Grobs Yann, Romanet Charlotte, Lemay Sarah-Eve, Bourgeois Alice, Voisine Pierre, Theberge Charlie, Sauvaget Melanie, Breuils-Bonnet Sandra, Martineau Sandra, El Kabbout Reem, Valasarajan Chanil, Chelladurai Prakash, Pelletier Andreanne, Mougin Manon, Dumais Elizabeth, Perron Jean, Flamand Nicolas, Potus François, Provencher Steeve, Pullamsetti Soni Savai, Boucherat Olivier, Bonnet Sebastien
Pulmonary Hypertension Research Group, Québec Heart and Lung Institute Research Centre, Québec City, QC G1V 4G5, Canada.
Department of Internal Medicine, Universities of Giessen and Marburg Lung Center (UGMLC), Institute for Lung Health (ILH), Cardio-Pulmonary Institute (CPI), Member of the German Center for Lung Research (DZL), 35392 Giessen, Germany.
Sci Transl Med. 2024 Dec 11;16(777):eado7824. doi: 10.1126/scitranslmed.ado7824.
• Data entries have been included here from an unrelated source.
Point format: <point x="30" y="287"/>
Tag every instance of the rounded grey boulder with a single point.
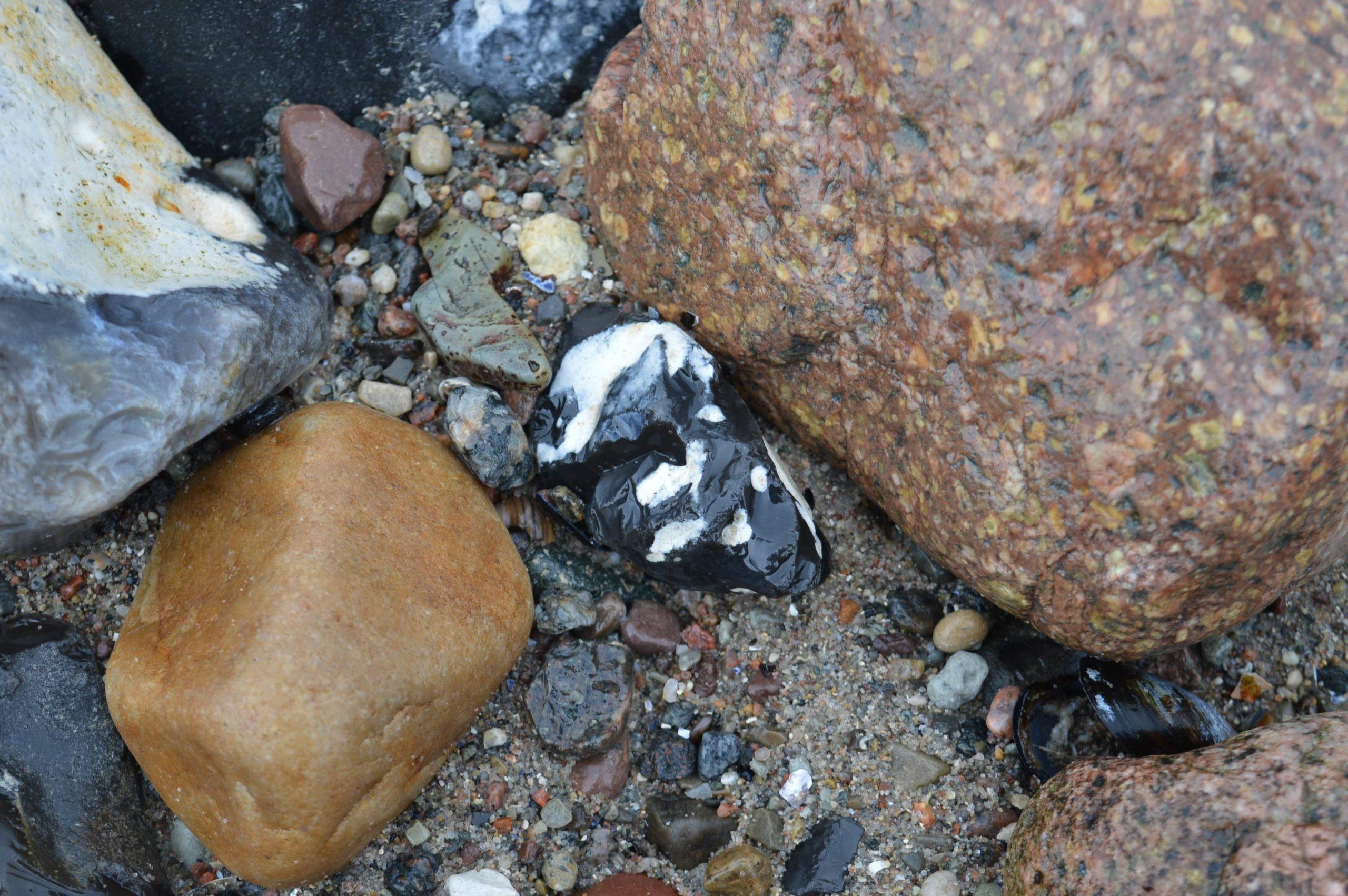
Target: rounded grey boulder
<point x="142" y="304"/>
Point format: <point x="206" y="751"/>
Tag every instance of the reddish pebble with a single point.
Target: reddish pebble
<point x="630" y="885"/>
<point x="335" y="173"/>
<point x="896" y="644"/>
<point x="651" y="628"/>
<point x="72" y="586"/>
<point x="923" y="812"/>
<point x="603" y="775"/>
<point x="699" y="638"/>
<point x="306" y="243"/>
<point x="1002" y="712"/>
<point x="395" y="321"/>
<point x="762" y="686"/>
ATP citrate lyase (ACLY), a crucial enzyme in de novo lipid synthesis and histone acetylation, plays a key role in regulating vascular smooth muscle cell (VSMC) proliferation and survival. We found that human coronary and pulmonary artery tissues had up-regulated ACLY expression during vascular remodeling in coronary artery disease and pulmonary arterial hypertension. Pharmacological and genetic inhibition of ACLY in human primary cultured VSMCs isolated from the coronary arteries of patients with coronary artery diseases and from the distal pulmonary arteries of patients with pulmonary arterial hypertension resulted in reduced cellular proliferation and migration and increased susceptibility to apoptosis. These cellular changes were linked to diminished glycolysis, reduced lipid synthesis, impairment in general control nonrepressed protein 5 (GCN5)-dependent histone acetylation and suppression of the transcription factor FOXM1. In vivo studies using a pharmacological inhibitor and VSMC-specific knockout mice showed that ACLY inhibition alleviated vascular remodeling. ACLY inhibition alleviated remodeling in carotid injury and ligation models in rodents and attenuated pulmonary arterial hypertension in Sugen/hypoxia rat and mouse models. Moreover, ACLY inhibition showed improvements in vascular remodeling in human ex vivo models, which included cultured human coronary artery and saphenous vein rings as well as precision-cut lung slices. Our results propose ACLY as a novel therapeutic target for treating complex vascular diseases, offering promising avenues for future clinical intervention.
ATP柠檬酸裂解酶(ACLY)是从头合成脂质和组蛋白乙酰化过程中的一种关键酶,在调节血管平滑肌细胞(VSMC)增殖和存活中起关键作用。我们发现,在冠状动脉疾病和肺动脉高压的血管重塑过程中,人冠状动脉和肺动脉组织中的ACLY表达上调。对从冠心病患者冠状动脉和肺动脉高压患者远端肺动脉分离的人原代培养VSMC进行ACLY的药理学和基因抑制,导致细胞增殖和迁移减少,对凋亡的易感性增加。这些细胞变化与糖酵解减少、脂质合成减少、一般控制非抑制蛋白5(GCN5)依赖性组蛋白乙酰化受损以及转录因子FOXM1的抑制有关。使用药理学抑制剂和VSMC特异性敲除小鼠的体内研究表明,ACLY抑制可减轻血管重塑。ACLY抑制减轻了啮齿动物颈动脉损伤和结扎模型中的重塑,并减轻了Sugen/低氧大鼠和小鼠模型中的肺动脉高压。此外,ACLY抑制在人离体模型中显示出血管重塑的改善,这些模型包括培养的人冠状动脉和隐静脉环以及精密切割的肺切片。我们的结果表明ACLY是治疗复杂血管疾病的一个新的治疗靶点,为未来的临床干预提供了有希望的途径。